Notes from the book:

To succeed at self-control, you need to analyze how you fail. Smokers who are most optimistic about their ability to resist temptation are most likely to relapse. Overoptimistic dieters are least likely to lose weight. Why? They fail to predict when, where, and why they will give in.

Theories are nice, but data is better. Treat everything like an experiment. Document the inputs, outputs, variables, and observations. Before you can change something, you need to see it as it is. This includes paying attention to how you talk to yourself about your willpower challenges, including what you say to yourself when you procrastinate, how you judge your own willpower failures and successes. As you experiment, take the approach of a non-judgmental, curious observer – just like a scientist peering into a microscope, hoping to discover something fascinating and useful.

Start the experiment by picking a specific willpower challenge. Willpower is about harnessing the three powers of I will, I won’t, and I want to help you achieve your goals. Document:

  • “I will” power challenge: Something that you would like to do more of.
  • “I won’t” power challenge: What is the “stickiest” habit in your life? What would you like to give up or do less of?
  • “I want” power challenge: What is the most important long term goal you’d like to focus on?

The above three different ways help, because they engage three different parts of the brain (prefrontal cortex to be more specific).  Some neuroscientists go as far as to say that we have one brain but two minds – or even, two people living inside our mind. There’s the version of us that acts on impulse, and seeks immediate gratification, and the version of us that controls our impulses and delays gratification to protect our long term goals. Every willpower challenge is a conflict between two parts of oneself. For your willpower challenge, write down what the competing versions of your mind want. Some people find it useful to give a name to the impulsive mind like the “cookie monster”, or “whiner”, or “prorastinator”. Giving a name to this version can help you recognize when it is taking over, and help you call in your wiser self for support.
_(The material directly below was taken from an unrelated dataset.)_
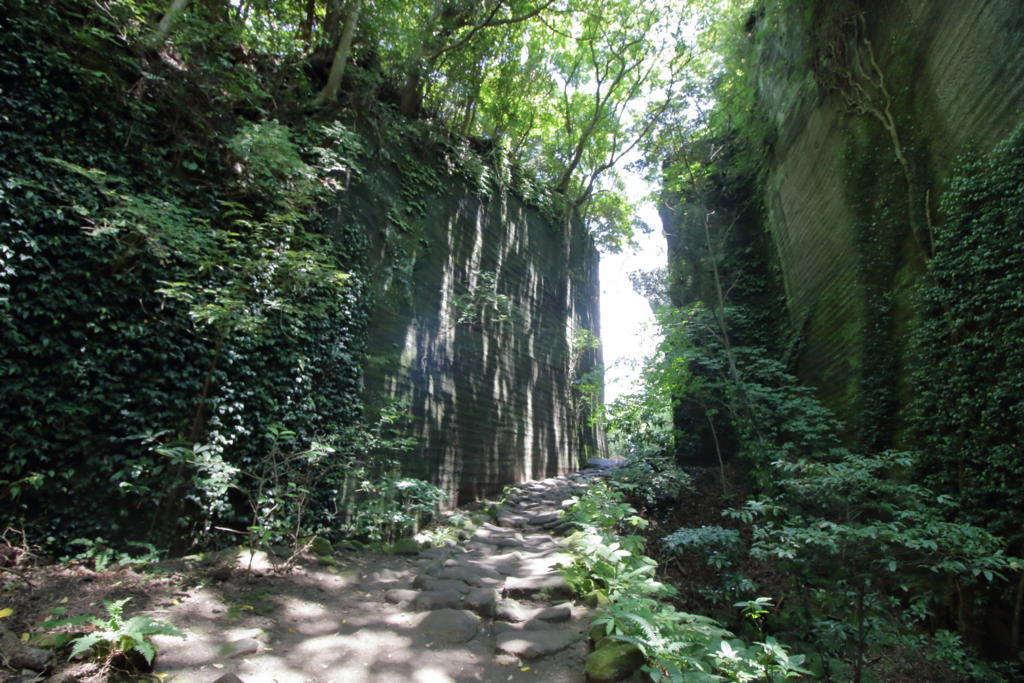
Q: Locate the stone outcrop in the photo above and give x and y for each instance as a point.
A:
(844, 211)
(479, 302)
No matter how bad you think your other mind is, it has its own advantages and is important for your survival. Don’t fight it, or try to change it, just recognize and observe.

The key to self-control is self-awareness. Most of our choices are made on auto-pilot, without any real awareness of what’s driving them. Most of the time, we don’t even realize we are making a choice. A research showed that a typical person makes an average of 227 food related decisions in one day. Experiment – Commit to watching how the process of giving in to your impulses happens. You don’t even need to set a goal to improve your self-control yet. See if you can catch yourself earlier and earlier in the process, noticing what thoughts, feelings, and situations are most likely to prompt the impulse.
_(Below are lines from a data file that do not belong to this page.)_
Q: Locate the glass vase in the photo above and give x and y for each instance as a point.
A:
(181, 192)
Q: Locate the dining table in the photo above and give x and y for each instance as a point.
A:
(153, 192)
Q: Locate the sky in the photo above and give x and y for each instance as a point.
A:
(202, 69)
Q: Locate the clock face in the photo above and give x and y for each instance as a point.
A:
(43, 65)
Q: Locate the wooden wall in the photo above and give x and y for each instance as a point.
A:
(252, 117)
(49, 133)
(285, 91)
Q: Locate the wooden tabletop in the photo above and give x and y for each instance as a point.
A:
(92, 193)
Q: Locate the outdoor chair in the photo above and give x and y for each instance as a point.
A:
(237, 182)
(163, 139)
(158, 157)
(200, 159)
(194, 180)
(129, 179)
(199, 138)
Neuroscientists have discovered that like an eager student, the brain is remarkably responsive to experience. Ask your brain to do math every day, and it gets better at math. Ask your brain to worrry, and it gets better at worrying. Same way, brain can be trained to get better at self-control. When you ask your brain to meditate, it gets better not just at meditating, but at a wide range of self-control skills, including attention, focus, stress management, impulse control, and self-awareness. Neuroscientists have found that regular meditators have more gray matter in the prefrontal cortex as well as regions of the brain that support self-awareness. It doesn’t take long time of meditation to see the benefits. Start with five minutes a day, and when it becomes a habit, try extending it to fifteen. Being bad at meditation is still good for self-control.